On one hand, claims reps are fully equipped with the right information to answer claimants’ questions and engage with them because they have access to mountains of data that an AI system can interpret. On the other hand, by not having to manually seek out all of the facets that matter in the 90+ cases sitting on their respective desks, claims reps gain the opportunity to get a real-life picture of the people and cases to which they are assigned. They are liberated to provide care and compassion for claimants on a scale they’ve never achieved in the past. This not only alters how claims are handled, but it also influences the types of workers designated to handle them.
Reskill, Not Replace
The role of the claims rep in the example above is evolving as are positions across nearly every industry. While most paper-pushing days are gone and replaced with electronic communication, more personal, customized processes and the customer experience will become more front and center in the new AI-driven world.
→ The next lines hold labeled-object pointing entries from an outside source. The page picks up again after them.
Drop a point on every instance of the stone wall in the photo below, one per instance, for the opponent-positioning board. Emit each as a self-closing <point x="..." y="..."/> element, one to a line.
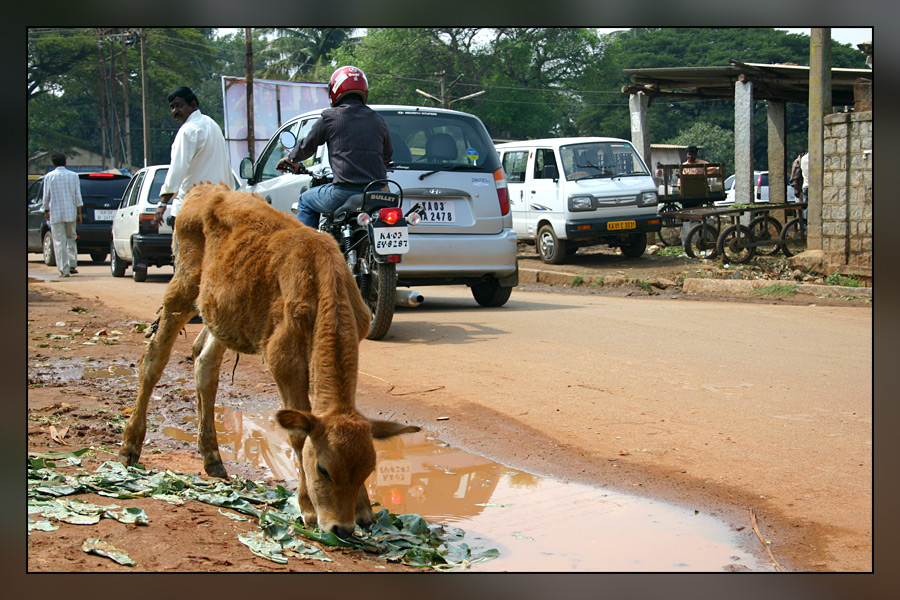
<point x="847" y="193"/>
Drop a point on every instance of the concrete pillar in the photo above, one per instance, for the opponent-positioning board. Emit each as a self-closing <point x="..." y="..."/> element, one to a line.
<point x="777" y="165"/>
<point x="640" y="134"/>
<point x="743" y="141"/>
<point x="819" y="106"/>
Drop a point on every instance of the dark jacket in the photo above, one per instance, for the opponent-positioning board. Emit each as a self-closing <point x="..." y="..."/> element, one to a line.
<point x="359" y="142"/>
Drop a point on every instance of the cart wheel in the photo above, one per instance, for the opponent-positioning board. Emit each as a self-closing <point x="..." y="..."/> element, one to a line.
<point x="734" y="249"/>
<point x="793" y="237"/>
<point x="765" y="229"/>
<point x="701" y="242"/>
<point x="670" y="233"/>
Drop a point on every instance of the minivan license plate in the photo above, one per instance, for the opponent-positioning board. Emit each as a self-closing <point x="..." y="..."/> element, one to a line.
<point x="615" y="225"/>
<point x="391" y="240"/>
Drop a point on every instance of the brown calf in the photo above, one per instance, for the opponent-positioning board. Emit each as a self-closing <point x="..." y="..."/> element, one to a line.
<point x="266" y="284"/>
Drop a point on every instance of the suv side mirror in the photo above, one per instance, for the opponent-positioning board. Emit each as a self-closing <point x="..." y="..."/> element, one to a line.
<point x="246" y="168"/>
<point x="287" y="139"/>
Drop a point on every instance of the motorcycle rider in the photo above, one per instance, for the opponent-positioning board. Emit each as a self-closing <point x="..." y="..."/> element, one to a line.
<point x="359" y="146"/>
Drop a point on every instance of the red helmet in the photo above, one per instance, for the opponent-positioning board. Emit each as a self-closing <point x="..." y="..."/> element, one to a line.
<point x="347" y="80"/>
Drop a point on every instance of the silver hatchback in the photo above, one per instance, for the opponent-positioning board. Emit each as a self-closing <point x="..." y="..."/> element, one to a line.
<point x="443" y="159"/>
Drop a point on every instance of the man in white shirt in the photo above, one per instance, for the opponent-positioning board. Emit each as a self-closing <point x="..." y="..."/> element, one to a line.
<point x="62" y="208"/>
<point x="199" y="153"/>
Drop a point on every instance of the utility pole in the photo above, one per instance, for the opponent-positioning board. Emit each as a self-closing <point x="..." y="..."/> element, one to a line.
<point x="143" y="35"/>
<point x="102" y="99"/>
<point x="819" y="106"/>
<point x="249" y="67"/>
<point x="127" y="118"/>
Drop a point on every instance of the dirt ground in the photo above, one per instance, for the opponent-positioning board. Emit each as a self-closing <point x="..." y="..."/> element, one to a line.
<point x="67" y="414"/>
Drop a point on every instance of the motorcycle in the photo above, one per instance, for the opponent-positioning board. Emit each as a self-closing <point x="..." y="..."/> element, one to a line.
<point x="372" y="231"/>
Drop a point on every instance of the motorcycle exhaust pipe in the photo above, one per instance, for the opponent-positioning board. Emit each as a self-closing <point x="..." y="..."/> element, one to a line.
<point x="408" y="298"/>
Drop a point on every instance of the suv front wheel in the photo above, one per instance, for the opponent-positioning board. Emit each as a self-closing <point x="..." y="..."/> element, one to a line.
<point x="551" y="249"/>
<point x="491" y="294"/>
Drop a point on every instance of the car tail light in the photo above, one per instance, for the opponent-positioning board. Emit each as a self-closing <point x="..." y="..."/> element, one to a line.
<point x="502" y="193"/>
<point x="390" y="215"/>
<point x="146" y="224"/>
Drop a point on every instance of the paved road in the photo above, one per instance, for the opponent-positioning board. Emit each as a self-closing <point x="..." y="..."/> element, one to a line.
<point x="769" y="404"/>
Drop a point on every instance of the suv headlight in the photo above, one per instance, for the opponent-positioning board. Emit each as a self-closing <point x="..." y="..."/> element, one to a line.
<point x="648" y="198"/>
<point x="581" y="203"/>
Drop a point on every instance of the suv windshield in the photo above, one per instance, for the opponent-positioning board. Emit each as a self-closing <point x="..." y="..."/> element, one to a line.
<point x="434" y="141"/>
<point x="600" y="159"/>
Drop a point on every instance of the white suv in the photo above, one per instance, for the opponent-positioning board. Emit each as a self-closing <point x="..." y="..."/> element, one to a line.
<point x="443" y="159"/>
<point x="136" y="241"/>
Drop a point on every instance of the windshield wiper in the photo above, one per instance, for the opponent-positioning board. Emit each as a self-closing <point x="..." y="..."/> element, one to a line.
<point x="451" y="168"/>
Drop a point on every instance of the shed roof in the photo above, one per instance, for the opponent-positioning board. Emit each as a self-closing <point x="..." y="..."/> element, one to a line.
<point x="787" y="82"/>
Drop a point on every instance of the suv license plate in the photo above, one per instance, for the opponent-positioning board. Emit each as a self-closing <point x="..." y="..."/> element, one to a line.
<point x="439" y="211"/>
<point x="616" y="225"/>
<point x="391" y="240"/>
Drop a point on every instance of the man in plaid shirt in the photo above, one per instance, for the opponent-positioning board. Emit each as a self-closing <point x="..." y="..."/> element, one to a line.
<point x="62" y="207"/>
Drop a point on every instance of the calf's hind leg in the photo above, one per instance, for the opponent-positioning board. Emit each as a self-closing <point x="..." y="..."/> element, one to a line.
<point x="208" y="353"/>
<point x="153" y="361"/>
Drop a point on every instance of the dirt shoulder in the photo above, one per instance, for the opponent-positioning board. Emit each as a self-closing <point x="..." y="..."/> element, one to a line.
<point x="93" y="411"/>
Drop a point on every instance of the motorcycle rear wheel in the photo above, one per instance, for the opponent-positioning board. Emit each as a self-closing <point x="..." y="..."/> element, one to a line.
<point x="377" y="284"/>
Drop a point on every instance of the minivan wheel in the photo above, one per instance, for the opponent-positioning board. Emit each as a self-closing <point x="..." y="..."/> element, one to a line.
<point x="551" y="249"/>
<point x="491" y="294"/>
<point x="49" y="256"/>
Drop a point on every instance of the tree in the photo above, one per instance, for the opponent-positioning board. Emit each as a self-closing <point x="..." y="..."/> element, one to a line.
<point x="294" y="53"/>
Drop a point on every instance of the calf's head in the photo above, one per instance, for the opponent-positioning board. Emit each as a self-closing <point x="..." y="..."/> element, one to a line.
<point x="338" y="455"/>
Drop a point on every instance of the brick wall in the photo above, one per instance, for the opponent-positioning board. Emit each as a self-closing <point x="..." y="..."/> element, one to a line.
<point x="847" y="193"/>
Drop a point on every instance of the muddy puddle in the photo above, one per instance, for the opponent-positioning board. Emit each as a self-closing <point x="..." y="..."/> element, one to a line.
<point x="538" y="524"/>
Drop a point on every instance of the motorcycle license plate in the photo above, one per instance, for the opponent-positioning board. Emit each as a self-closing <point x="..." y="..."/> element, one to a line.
<point x="615" y="225"/>
<point x="391" y="240"/>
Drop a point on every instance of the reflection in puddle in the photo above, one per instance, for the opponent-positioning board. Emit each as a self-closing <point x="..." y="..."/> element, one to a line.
<point x="537" y="524"/>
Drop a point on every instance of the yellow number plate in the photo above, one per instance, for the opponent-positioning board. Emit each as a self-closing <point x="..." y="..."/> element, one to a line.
<point x="614" y="225"/>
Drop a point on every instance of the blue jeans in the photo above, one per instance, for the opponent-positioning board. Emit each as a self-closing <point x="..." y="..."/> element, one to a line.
<point x="323" y="199"/>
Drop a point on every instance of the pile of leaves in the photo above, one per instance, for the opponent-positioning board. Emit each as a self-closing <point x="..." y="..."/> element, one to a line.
<point x="408" y="539"/>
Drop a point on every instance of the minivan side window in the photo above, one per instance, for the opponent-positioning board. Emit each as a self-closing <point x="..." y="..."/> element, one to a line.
<point x="545" y="164"/>
<point x="135" y="189"/>
<point x="515" y="164"/>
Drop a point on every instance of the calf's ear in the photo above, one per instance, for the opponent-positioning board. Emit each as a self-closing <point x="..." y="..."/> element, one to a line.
<point x="297" y="420"/>
<point x="385" y="429"/>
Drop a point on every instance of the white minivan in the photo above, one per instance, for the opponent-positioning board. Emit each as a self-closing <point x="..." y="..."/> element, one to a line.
<point x="566" y="193"/>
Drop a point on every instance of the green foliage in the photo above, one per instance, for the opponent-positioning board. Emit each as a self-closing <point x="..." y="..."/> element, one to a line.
<point x="846" y="280"/>
<point x="537" y="82"/>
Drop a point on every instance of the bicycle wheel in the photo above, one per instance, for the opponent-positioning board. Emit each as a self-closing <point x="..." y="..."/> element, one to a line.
<point x="701" y="242"/>
<point x="670" y="233"/>
<point x="766" y="231"/>
<point x="793" y="237"/>
<point x="736" y="249"/>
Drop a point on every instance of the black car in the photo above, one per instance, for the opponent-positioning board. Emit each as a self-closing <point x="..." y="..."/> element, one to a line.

Positions will open up that embrace new skill sets. Employees who bridge the gap between domain expertise and technology will be essential, and those who can navigate between business, analytics, and customer service will be in the highest demand. As workers become smarter and more dependent on machine learning, they become even more valuable to their organizations, bringing fresh, creative ideas into the workplace with unprecedented efficiency.
So, machines will not take over our jobs, but they likely will remake them in wonderful and surprising ways.